A recent economic study published in the magazine Nature by the Potsdam Climate Impact Research Institute in Germany predicts that Spain will experience a 18% reduction in average income by 2050 due to the effects of climate change. This reduction is higher than in France (13%) and Italy (15%). The study author, Maximilian Kotz, explains that Spain’s warmer climate compared to other European countries makes it more vulnerable to heat, which will lead to stronger declines in agricultural and labor productivity, especially in the hottest regions of Spain.
The study also highlights the impact of changes in precipitation, which can be intensified by other climatic extremes such as storms or forest fires. The report, based on data from 1,600 regions worldwide over the past four decades, projects income reductions in most regions, with North America and Europe also being affected. However, the most significant impact is expected in the south of Asia and Africa, where climatic conditions are already close to those causing productivity loss.

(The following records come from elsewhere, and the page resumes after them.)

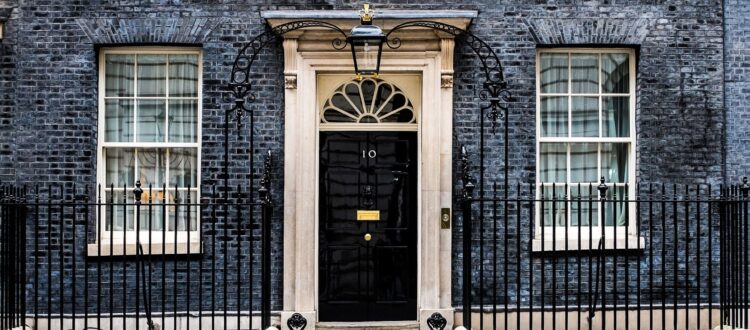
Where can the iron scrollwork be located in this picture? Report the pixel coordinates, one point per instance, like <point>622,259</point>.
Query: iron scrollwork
<point>468,183</point>
<point>494,92</point>
<point>436,321</point>
<point>240,84</point>
<point>265,180</point>
<point>297,322</point>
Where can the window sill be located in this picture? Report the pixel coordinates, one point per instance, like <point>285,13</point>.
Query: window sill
<point>586,244</point>
<point>129,249</point>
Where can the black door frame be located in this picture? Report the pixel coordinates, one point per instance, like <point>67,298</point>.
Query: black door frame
<point>417,220</point>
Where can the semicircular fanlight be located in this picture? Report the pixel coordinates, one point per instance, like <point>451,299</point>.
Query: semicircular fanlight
<point>368,101</point>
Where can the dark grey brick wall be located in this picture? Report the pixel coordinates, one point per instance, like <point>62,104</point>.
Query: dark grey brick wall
<point>737,87</point>
<point>7,89</point>
<point>48,109</point>
<point>679,127</point>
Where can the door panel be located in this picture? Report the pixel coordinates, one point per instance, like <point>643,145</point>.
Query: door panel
<point>361,280</point>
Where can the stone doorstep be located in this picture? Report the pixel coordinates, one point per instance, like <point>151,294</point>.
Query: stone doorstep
<point>384,325</point>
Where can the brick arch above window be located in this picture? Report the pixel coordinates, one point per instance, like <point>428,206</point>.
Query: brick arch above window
<point>589,31</point>
<point>109,31</point>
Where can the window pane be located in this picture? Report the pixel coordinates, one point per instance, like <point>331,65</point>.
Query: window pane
<point>554,114</point>
<point>585,116</point>
<point>584,206</point>
<point>183,75</point>
<point>553,165</point>
<point>152,213</point>
<point>183,121</point>
<point>179,214</point>
<point>151,115</point>
<point>616,73</point>
<point>183,167</point>
<point>583,162</point>
<point>120,167</point>
<point>152,75</point>
<point>554,206</point>
<point>118,121</point>
<point>118,79</point>
<point>119,210</point>
<point>615,162</point>
<point>616,116</point>
<point>151,166</point>
<point>584,73</point>
<point>554,73</point>
<point>615,208</point>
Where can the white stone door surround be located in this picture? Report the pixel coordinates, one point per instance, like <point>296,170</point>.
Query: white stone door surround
<point>306,55</point>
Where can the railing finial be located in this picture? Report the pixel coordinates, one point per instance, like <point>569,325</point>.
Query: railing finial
<point>602,188</point>
<point>137,192</point>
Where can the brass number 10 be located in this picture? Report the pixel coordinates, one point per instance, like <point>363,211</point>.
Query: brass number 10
<point>371,154</point>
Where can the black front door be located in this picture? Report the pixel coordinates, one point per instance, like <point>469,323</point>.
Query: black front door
<point>368,226</point>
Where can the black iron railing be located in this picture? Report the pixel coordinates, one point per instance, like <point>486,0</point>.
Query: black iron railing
<point>667,257</point>
<point>136,257</point>
<point>12,258</point>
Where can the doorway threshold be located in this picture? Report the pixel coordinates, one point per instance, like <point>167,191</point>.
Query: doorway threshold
<point>373,325</point>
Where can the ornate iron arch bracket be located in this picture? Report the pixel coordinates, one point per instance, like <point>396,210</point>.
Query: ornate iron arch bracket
<point>241,85</point>
<point>494,93</point>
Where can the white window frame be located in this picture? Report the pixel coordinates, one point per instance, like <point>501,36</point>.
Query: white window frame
<point>616,237</point>
<point>157,242</point>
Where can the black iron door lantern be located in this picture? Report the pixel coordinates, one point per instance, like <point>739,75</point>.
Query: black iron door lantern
<point>366,41</point>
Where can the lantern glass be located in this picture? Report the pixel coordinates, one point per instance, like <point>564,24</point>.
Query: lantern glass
<point>367,44</point>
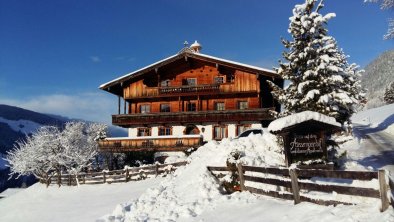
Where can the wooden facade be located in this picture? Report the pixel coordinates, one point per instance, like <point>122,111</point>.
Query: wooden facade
<point>192,88</point>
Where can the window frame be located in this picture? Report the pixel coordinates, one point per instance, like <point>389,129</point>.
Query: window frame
<point>167,129</point>
<point>169,107</point>
<point>145,129</point>
<point>188,105</point>
<point>242,101</point>
<point>216,106</point>
<point>218,82</point>
<point>223,132</point>
<point>194,80</point>
<point>145,105</point>
<point>246,127</point>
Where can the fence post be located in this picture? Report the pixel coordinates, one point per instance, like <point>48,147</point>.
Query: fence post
<point>157,170</point>
<point>294,186</point>
<point>241,177</point>
<point>383,190</point>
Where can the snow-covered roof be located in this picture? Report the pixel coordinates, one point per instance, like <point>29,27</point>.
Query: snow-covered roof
<point>188,53</point>
<point>285,122</point>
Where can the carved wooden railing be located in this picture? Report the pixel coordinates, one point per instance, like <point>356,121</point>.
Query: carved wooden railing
<point>188,89</point>
<point>193,117</point>
<point>165,143</point>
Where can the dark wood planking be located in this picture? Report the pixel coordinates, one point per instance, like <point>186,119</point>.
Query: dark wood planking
<point>356,175</point>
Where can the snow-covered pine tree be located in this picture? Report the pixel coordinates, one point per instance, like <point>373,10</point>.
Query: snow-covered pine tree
<point>389,94</point>
<point>321,79</point>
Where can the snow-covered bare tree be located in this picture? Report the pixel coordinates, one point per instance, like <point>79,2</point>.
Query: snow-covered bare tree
<point>38,155</point>
<point>389,94</point>
<point>79,140</point>
<point>386,4</point>
<point>50,151</point>
<point>320,77</point>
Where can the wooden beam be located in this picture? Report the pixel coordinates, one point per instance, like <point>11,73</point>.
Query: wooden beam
<point>383,190</point>
<point>119,105</point>
<point>294,186</point>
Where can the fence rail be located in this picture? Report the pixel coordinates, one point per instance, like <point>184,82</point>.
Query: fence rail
<point>294,180</point>
<point>115,176</point>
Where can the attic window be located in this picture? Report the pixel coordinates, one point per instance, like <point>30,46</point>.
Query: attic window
<point>219,80</point>
<point>165,83</point>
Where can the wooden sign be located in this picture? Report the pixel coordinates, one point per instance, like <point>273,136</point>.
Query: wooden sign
<point>306,144</point>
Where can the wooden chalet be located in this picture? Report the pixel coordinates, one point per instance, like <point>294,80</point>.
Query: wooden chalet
<point>188,98</point>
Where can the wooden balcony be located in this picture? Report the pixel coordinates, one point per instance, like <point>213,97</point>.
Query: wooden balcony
<point>189,89</point>
<point>165,143</point>
<point>127,120</point>
<point>173,91</point>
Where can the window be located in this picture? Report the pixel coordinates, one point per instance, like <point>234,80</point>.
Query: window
<point>219,106</point>
<point>219,132</point>
<point>145,108</point>
<point>219,80</point>
<point>191,107</point>
<point>191,81</point>
<point>144,131</point>
<point>165,131</point>
<point>165,83</point>
<point>242,104</point>
<point>165,108</point>
<point>242,128</point>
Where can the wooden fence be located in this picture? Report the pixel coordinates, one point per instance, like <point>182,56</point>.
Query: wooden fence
<point>391,185</point>
<point>294,180</point>
<point>116,176</point>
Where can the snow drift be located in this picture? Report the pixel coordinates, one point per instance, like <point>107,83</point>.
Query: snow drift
<point>192,189</point>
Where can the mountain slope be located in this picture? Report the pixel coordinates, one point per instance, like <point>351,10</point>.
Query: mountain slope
<point>378,75</point>
<point>16,123</point>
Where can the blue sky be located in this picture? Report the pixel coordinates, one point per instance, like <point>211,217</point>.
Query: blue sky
<point>54,54</point>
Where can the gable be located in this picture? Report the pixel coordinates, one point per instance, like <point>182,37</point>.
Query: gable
<point>184,65</point>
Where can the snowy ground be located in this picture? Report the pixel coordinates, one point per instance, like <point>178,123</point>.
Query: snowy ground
<point>192,194</point>
<point>85,203</point>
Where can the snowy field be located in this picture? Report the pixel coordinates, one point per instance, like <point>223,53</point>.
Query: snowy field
<point>381,118</point>
<point>192,194</point>
<point>85,203</point>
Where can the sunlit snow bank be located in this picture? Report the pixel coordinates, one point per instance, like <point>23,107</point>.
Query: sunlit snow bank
<point>192,190</point>
<point>77,204</point>
<point>381,118</point>
<point>192,194</point>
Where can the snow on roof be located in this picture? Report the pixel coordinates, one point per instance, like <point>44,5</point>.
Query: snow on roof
<point>191,52</point>
<point>281,123</point>
<point>238,63</point>
<point>10,191</point>
<point>132,73</point>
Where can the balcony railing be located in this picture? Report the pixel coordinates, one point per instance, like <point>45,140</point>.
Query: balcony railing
<point>165,91</point>
<point>164,143</point>
<point>193,117</point>
<point>188,89</point>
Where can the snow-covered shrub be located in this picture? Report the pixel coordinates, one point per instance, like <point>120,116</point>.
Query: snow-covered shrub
<point>389,94</point>
<point>231,181</point>
<point>321,79</point>
<point>50,151</point>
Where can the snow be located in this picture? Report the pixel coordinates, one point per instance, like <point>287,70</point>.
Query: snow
<point>83,203</point>
<point>9,192</point>
<point>297,118</point>
<point>381,118</point>
<point>23,126</point>
<point>129,75</point>
<point>192,190</point>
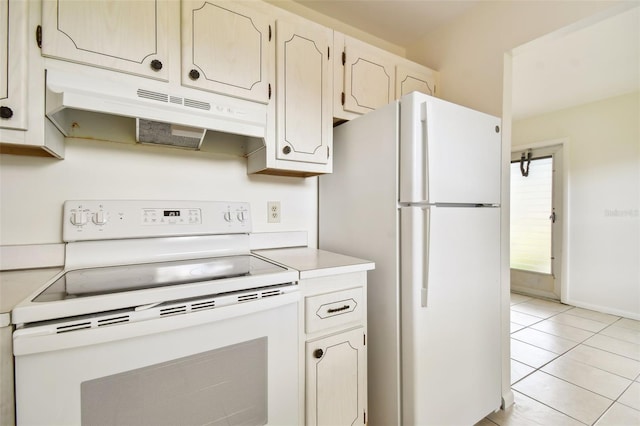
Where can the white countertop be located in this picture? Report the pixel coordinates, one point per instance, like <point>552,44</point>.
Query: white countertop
<point>313,263</point>
<point>15,286</point>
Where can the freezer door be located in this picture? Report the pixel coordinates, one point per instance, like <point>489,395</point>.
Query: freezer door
<point>450,299</point>
<point>448,153</point>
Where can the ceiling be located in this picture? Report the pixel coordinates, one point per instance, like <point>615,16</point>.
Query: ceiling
<point>585,65</point>
<point>591,63</point>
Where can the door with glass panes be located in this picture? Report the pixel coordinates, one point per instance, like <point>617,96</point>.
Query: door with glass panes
<point>536,221</point>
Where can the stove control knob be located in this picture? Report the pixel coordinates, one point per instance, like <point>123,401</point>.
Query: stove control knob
<point>100,218</point>
<point>78,218</point>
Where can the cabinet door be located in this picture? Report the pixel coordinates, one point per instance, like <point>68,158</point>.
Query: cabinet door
<point>369,76</point>
<point>304,119</point>
<point>335,382</point>
<point>412,77</point>
<point>127,36</point>
<point>13,59</point>
<point>226,48</point>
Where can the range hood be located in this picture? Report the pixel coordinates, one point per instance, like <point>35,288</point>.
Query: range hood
<point>86,106</point>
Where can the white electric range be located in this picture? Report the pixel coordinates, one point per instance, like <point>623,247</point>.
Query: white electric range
<point>161,316</point>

Every year $38 billion are lost globally due to climate change according to Kotz, and by mid-century, the world economy could see a 19% reduction in income. The study combines empirical models with climate simulators to make these projections, taking into account how climate impacts have affected the economy in the past. PIK scientist Leonie Wenz emphasizes that countries least responsible for climate change will suffer a 60% greater loss of income compared to higher-income countries and 40% more than countries with higher emissions.
Overall, this research underscores the urgent need for global action to mitigate the impacts of climate change and protect economies from significant losses in the future.